Quando lemos os evangelhos, percebemos facilmente que Jesus não era homem de ficar muito tempo no mesmo lugar. Pelo contrário: vêmo-lo sempre a partir, a deslocar-se de uma aldeia para outra. Do seu modo de ser faz parte uma urgência de chegar a todo o lado, de encontrar multidões. E, quando encontra alguém, esse encontro transforma: que o diga Zaqueu, ou a Samaritana, ou Natanael, ou tantos, tantos outros. 

Esta mesma urgência, Jesus transmitiu-a também aos seus discípulos, mesmo quando eles, depois dos acontecimentos da Páscoa, se preparavam para ficar agarrados a Jerusalém. O Espírito Santo é vento, movimento, dinamismo. E os discípulos não foram só pelo mundo conhecido: ajudaram sobretudo aqueles a quem chegava o Evangelho a fazerem caminho interior, a mudar, tantas vezes apesar do ambiente em que viviam, das modas do seu mundo, do pensamento vigente.

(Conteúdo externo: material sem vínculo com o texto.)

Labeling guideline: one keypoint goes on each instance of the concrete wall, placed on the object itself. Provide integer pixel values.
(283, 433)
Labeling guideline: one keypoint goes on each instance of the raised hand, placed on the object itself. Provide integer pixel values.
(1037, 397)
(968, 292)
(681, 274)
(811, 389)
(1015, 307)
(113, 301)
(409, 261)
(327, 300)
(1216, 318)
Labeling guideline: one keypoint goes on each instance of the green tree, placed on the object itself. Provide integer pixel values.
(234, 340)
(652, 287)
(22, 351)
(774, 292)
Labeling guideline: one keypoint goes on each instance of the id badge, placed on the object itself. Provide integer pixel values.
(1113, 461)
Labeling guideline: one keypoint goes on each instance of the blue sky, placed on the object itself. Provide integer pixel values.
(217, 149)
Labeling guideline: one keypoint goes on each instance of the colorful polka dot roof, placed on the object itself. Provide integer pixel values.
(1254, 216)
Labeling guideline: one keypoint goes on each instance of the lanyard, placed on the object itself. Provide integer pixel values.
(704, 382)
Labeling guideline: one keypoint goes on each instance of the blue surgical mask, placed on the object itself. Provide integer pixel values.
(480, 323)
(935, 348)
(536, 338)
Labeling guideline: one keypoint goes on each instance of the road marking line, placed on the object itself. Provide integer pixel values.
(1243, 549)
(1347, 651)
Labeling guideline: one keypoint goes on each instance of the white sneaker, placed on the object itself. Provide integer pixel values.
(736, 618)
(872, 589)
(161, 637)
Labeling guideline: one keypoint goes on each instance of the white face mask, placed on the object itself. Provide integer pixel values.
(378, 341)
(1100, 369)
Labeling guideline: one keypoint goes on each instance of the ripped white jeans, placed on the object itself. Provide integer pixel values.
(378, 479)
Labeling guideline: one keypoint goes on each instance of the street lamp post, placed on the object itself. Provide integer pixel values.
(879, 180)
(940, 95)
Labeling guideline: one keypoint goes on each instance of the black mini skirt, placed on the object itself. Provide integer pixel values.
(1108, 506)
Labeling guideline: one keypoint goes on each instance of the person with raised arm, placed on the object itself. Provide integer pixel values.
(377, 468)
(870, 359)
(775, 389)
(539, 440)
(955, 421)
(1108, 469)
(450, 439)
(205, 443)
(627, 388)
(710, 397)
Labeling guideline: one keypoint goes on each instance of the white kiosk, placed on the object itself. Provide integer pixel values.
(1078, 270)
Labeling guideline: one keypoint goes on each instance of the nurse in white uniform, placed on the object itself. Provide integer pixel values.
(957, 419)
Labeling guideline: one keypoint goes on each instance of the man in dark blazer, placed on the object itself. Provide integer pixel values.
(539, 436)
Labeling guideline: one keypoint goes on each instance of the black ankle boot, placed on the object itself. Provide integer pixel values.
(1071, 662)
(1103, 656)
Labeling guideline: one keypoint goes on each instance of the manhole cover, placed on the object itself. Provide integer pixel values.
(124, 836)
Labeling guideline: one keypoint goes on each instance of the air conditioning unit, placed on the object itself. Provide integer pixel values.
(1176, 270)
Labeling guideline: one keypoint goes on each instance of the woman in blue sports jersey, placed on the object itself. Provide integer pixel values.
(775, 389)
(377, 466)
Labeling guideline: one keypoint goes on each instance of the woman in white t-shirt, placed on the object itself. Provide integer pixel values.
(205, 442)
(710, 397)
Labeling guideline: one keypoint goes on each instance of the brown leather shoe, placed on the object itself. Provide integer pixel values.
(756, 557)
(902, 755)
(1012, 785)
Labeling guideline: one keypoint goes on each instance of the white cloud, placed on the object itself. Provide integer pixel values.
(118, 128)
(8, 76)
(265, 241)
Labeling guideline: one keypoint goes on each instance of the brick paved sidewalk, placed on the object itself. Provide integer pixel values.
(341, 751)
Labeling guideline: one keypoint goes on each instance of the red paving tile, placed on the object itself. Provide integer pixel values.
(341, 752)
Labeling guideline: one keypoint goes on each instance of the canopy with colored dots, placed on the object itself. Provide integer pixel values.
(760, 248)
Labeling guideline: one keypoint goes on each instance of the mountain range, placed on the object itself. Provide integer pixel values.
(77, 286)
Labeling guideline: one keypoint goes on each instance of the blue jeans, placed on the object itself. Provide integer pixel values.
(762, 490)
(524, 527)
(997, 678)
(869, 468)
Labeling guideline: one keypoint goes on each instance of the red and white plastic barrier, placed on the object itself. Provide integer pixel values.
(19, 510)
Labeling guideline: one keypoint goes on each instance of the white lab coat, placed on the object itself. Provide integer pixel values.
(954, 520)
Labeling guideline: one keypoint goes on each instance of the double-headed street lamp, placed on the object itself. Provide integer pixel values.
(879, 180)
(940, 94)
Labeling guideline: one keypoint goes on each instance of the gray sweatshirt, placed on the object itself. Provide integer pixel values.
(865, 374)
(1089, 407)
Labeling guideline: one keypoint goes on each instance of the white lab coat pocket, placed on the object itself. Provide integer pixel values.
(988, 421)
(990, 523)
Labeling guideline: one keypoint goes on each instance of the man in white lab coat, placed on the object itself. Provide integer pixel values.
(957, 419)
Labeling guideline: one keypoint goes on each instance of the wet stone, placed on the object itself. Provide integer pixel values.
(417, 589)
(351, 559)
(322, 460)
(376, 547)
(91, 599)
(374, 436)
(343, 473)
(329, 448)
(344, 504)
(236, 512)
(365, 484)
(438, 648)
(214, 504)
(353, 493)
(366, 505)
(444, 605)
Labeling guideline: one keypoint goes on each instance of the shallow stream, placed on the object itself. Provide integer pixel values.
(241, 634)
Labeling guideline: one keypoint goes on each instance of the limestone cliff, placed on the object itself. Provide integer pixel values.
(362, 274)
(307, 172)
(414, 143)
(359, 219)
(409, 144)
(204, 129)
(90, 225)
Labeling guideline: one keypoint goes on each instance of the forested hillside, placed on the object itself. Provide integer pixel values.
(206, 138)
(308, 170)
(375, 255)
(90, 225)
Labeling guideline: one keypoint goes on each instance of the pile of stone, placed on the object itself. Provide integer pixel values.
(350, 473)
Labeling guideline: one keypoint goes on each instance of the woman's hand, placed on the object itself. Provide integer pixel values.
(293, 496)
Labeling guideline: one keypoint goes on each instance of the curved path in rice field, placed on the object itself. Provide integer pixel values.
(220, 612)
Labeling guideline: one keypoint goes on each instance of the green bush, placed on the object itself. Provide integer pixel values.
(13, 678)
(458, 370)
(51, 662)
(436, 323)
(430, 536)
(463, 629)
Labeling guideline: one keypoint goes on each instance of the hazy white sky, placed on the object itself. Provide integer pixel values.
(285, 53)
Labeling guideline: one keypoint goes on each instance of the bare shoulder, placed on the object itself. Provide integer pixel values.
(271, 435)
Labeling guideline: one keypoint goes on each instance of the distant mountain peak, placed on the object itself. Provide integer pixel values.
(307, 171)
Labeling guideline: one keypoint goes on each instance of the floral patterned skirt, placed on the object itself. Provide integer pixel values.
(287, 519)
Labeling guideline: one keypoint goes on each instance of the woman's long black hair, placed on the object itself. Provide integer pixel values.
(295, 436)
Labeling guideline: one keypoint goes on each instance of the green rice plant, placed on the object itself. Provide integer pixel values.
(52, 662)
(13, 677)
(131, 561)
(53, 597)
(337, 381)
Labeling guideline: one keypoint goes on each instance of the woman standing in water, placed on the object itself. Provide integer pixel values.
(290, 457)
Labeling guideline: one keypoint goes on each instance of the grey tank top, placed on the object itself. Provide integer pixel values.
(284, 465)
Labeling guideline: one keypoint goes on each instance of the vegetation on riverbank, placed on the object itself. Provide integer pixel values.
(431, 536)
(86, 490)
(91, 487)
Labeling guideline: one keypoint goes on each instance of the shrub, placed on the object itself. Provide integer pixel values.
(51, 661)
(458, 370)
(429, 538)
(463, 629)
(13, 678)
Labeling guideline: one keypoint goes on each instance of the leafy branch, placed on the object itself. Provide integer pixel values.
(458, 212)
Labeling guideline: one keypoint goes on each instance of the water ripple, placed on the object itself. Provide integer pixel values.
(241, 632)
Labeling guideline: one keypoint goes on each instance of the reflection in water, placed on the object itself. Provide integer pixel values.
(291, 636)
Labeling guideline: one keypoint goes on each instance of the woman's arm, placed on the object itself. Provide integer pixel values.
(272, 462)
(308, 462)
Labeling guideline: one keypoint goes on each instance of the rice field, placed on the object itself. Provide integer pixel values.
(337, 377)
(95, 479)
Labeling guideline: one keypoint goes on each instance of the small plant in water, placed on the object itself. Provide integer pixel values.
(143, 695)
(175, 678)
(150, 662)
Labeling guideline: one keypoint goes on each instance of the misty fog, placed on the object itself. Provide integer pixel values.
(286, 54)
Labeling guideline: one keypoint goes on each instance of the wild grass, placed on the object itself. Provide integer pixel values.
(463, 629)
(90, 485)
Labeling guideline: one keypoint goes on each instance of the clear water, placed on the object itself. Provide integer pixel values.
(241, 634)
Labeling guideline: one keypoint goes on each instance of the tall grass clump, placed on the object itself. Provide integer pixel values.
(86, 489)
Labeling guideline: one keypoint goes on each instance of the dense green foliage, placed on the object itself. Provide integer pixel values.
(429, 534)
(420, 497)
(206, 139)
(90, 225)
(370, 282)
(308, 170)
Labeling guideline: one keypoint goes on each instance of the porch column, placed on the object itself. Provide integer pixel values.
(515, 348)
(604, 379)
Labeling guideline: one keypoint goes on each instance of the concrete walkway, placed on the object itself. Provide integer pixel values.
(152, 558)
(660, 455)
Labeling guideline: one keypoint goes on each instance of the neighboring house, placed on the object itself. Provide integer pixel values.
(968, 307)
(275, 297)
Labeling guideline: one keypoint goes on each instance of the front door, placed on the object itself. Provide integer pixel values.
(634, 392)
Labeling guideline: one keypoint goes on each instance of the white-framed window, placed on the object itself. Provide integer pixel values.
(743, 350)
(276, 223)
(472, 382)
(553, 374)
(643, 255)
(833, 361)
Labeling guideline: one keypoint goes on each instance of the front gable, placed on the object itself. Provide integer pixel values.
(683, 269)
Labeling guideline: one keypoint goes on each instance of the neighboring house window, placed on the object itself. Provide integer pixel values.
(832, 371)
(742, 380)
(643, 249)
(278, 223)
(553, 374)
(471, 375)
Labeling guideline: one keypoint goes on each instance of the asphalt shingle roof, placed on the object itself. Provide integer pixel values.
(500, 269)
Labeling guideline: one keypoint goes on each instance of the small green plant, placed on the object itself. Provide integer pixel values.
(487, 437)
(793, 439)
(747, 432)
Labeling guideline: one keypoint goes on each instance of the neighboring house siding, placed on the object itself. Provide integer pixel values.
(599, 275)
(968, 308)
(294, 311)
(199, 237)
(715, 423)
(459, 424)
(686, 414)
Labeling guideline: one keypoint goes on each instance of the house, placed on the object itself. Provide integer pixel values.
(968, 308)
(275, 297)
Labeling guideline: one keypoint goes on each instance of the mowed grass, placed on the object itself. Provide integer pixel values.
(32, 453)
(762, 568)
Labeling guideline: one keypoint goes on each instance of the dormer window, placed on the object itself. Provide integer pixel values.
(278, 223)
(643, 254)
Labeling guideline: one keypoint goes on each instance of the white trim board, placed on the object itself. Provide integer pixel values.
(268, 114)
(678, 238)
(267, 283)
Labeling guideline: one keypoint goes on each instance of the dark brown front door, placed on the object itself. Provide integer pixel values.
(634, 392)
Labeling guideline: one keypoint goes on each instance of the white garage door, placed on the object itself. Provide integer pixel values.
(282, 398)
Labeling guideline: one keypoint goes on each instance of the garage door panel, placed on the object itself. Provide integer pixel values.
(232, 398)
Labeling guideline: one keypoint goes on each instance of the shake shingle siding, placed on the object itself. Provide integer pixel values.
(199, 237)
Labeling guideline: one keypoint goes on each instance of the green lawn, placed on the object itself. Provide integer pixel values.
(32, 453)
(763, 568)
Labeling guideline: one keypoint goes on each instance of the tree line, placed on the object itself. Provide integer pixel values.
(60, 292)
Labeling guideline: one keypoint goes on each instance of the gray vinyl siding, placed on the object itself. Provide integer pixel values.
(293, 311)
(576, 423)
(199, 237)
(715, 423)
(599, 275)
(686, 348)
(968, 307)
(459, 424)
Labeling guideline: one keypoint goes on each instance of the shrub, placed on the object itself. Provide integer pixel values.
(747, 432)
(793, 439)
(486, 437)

É esta disponibilidade que tantas vezes nos falta. Por natureza, preferimos o que já conhecemos, gostamos de mostrar aos outros que tínhamos razão, mais que mudar o nosso pensamento. Estamos dispostos a tudo, menos a mudar — e a mudança chama-se, aqui, conversão.

O Advento é Deus que vem até nós. É certo que Ele próprio se humilha para se fazer um como nós (e nisso nos dá um grande exemplo porque, a partir desse momento, houve algo que nele também mudou); mas é sobretudo verdade que, quando temos a disponibilidade para acolher Deus na nossa vida, Ele jamais nos deixa ficar como estávamos. Sempre muda e transforma.

Talvez por isso tenhamos tanta resistência para O acolher. Talvez por isso tenhamos tanta dificuldade em viver o Natal dum modo mais cristão.